A highly anticipated United Nations report on the latest war on Gaza has decried as “unprecedented” the devastation and human suffering left behind by Israel's 2014 attack on the enclave.
“The extent of the devastation and human suffering in Gaza was unprecedented and will impact generations to come,” said a statement on Monday by the Commission of Inquiry on Israel's Gaza war in 2014.
More than 2,140 Palestinians, most of them civilians, were killed during 51 days of Israel’s war on Gaza last summer. According to estimates, a third of the civilians killed were children.
This as at least 73 Israelis - nearly all of whom soldiers - were killed during the offensive.
The UN report further denounced the “huge firepower” used in Gaza, saying Israel launched more than 6,000 airstrikes and fired 50,000 artillery shells on the besieged enclave.
It said hundreds of Palestinians were killed in their own homes, showing that Israelis were not so much concerned about the fate of the civilians in their airstrikes.
“The fact that Israel did not revise its practice of airstrikes, even after their dire effects on civilians became apparent, raises questions of whether this was part of a broader policy which was at least tacitly approved at the highest level of government,” the statement said.
The report said that 742 people lost their lives in the attacks that targeted families living in residential buildings. At least 142 families lost three or more members in the attacks, it said.
As part of the probe, the UN investigators interviewed a member of the Al Najjar family who lost 19 of his relatives in an attack in Khan Younis on July 26.
“We all died that day, even those who survived,” said the Palestinian survivor.
The Commission, led by the New York judge Mary McGowan Davis, also regretted that a sense of “impunity prevails across the board for violations ... allegedly committed by Israeli forces, whether it be in the context of active hostilities in Gaza or killings, torture and ill-treatment in the West Bank.”
Elsewhere in the report, the commission said it had gathered "substantial information pointing to the possible commission of war crimes by both Israel and Palestinian armed groups."
According to prior schedules, the UN report on the Gaza war had to be published during the Human Rights Council's main annual session in March, but it was delayed after the head of the investigation team was forced to step down under pressure from Israel.
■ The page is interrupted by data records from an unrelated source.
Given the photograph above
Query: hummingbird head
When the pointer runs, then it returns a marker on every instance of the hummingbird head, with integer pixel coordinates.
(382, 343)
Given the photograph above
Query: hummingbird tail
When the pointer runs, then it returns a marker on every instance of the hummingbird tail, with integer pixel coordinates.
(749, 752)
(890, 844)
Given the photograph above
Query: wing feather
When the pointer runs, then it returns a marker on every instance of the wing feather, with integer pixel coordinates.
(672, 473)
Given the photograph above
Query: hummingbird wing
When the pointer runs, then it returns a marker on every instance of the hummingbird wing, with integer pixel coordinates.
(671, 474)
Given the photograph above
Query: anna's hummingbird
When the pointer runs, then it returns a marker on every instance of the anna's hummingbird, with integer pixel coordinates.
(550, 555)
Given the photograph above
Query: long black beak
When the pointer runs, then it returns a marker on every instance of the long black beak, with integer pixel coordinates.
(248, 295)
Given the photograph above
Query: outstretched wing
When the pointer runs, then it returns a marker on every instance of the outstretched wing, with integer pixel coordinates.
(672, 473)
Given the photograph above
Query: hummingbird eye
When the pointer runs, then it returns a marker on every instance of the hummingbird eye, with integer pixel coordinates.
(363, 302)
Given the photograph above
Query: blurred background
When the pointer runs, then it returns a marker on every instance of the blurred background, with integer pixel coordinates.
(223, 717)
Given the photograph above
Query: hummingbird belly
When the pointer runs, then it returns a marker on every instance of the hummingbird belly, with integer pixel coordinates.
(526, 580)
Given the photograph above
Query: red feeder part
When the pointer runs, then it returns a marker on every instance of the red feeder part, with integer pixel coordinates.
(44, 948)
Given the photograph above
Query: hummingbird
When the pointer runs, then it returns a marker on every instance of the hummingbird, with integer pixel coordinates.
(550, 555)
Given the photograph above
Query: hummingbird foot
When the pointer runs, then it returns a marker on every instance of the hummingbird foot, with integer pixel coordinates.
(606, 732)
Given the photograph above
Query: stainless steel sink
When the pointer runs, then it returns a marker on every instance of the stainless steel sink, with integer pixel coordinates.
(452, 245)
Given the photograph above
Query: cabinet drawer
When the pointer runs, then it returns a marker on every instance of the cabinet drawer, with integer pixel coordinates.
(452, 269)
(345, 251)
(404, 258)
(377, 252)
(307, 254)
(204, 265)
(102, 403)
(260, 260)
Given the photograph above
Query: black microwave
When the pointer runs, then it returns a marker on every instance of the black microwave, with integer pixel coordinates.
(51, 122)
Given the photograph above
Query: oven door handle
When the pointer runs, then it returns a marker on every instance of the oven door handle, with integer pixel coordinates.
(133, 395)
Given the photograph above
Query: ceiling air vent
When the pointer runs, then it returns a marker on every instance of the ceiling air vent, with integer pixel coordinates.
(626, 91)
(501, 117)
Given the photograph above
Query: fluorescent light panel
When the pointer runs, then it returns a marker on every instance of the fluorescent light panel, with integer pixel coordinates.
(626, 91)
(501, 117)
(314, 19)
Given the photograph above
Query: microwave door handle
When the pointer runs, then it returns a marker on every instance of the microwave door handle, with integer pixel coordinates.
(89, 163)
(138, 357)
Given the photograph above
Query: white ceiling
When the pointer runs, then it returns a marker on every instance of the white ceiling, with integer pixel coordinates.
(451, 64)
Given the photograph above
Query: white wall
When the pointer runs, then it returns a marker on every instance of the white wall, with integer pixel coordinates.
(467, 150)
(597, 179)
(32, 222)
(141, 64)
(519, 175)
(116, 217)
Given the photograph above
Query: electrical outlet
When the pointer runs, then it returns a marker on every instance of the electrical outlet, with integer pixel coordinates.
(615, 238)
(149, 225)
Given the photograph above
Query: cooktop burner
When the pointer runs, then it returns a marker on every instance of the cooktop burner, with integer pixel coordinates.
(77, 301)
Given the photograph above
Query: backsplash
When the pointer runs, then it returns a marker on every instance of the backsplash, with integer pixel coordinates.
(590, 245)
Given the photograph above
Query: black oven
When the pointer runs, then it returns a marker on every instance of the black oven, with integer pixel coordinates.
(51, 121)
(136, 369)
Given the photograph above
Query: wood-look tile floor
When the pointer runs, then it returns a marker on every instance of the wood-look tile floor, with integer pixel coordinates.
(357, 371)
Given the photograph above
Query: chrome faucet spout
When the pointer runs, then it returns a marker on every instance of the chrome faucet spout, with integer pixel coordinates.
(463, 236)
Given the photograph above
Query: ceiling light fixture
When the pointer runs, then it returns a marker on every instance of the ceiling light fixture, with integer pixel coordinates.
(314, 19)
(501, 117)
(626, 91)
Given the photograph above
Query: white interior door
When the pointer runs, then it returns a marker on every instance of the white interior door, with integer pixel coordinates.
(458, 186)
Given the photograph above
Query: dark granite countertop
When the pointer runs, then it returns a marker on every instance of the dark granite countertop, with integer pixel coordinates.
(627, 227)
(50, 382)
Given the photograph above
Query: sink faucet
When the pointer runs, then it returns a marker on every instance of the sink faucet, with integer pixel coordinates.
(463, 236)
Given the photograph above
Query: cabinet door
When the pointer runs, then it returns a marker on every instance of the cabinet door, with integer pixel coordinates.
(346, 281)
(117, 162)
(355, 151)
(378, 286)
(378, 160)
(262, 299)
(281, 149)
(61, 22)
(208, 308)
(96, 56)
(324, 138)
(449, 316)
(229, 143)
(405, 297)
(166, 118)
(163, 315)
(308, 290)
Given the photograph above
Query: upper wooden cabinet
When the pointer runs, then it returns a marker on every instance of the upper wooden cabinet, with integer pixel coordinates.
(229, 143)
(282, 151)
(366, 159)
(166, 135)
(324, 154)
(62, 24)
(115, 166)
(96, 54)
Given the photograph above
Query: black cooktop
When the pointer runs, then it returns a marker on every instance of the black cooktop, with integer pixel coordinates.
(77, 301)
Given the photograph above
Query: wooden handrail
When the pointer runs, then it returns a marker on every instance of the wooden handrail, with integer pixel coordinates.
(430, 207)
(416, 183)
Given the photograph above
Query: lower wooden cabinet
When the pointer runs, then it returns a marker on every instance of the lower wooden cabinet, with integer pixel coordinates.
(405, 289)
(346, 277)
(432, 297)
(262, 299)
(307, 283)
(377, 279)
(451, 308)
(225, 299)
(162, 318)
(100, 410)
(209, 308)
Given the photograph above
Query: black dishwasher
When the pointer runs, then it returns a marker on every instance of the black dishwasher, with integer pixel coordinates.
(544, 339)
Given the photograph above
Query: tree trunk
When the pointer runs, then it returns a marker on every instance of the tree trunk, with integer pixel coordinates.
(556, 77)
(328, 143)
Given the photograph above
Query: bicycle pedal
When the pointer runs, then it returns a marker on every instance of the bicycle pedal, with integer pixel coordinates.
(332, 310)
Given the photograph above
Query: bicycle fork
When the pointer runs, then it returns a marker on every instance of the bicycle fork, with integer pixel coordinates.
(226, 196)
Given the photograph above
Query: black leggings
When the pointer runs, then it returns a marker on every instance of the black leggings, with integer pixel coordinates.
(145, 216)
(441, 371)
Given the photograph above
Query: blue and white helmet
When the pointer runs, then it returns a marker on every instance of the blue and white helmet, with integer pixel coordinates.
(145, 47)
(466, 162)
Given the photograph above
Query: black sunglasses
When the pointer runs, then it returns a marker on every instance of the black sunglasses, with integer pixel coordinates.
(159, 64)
Israel even called on the inquiry to be shelved, saying that the commission and its superior body, the Human Rights Council, were inherently biased against Tel Aviv.
Israelis repeated the allegations of bias on Monday, calling the UN report as politicized and flawed.
“It is well known that the entire process that led to the production of this report was politically motivated and morally flawed from the outset,” said a statement from Israel’s Foreign Ministry, branding the UN Human Rights Council “a notoriously biased institution.”
Responding to claims of killing families almost deliberately, the Tel Aviv statement denied any wrongdoing, saying its military acted professionally.
“In defending itself against attacks, Israel's military acted according to the highest international standards,” it said, adding, “This was confirmed by a comprehensive examination by Israeli military and legal experts, as well as reports produced by internationally renowned military professionals.”
Also responding to the report, Palestinian resistance movement Hamas rejected accusations that it may have committed war crimes during its response to the Israeli aggression.
Hamas said its rockets and mortars were aimed at Israeli military sites and not civilians. It also criticized the UN investigators for a false balance between victims and killers.
The Palestinian resistance movement, however, welcomed the "condemnation" of Israel in the report.
"Hamas welcomes the report's condemnation of the Zionist occupier for its war crimes during the last war against Gaza," said Fawzi Barhum, a spokesman for the Islamist movement that rules the Palestinian enclave.
In Ramallah in the occupied West Bank, a senior official from the Palestine Liberation Organization said the report reinforces "our will to go to the International Criminal Court."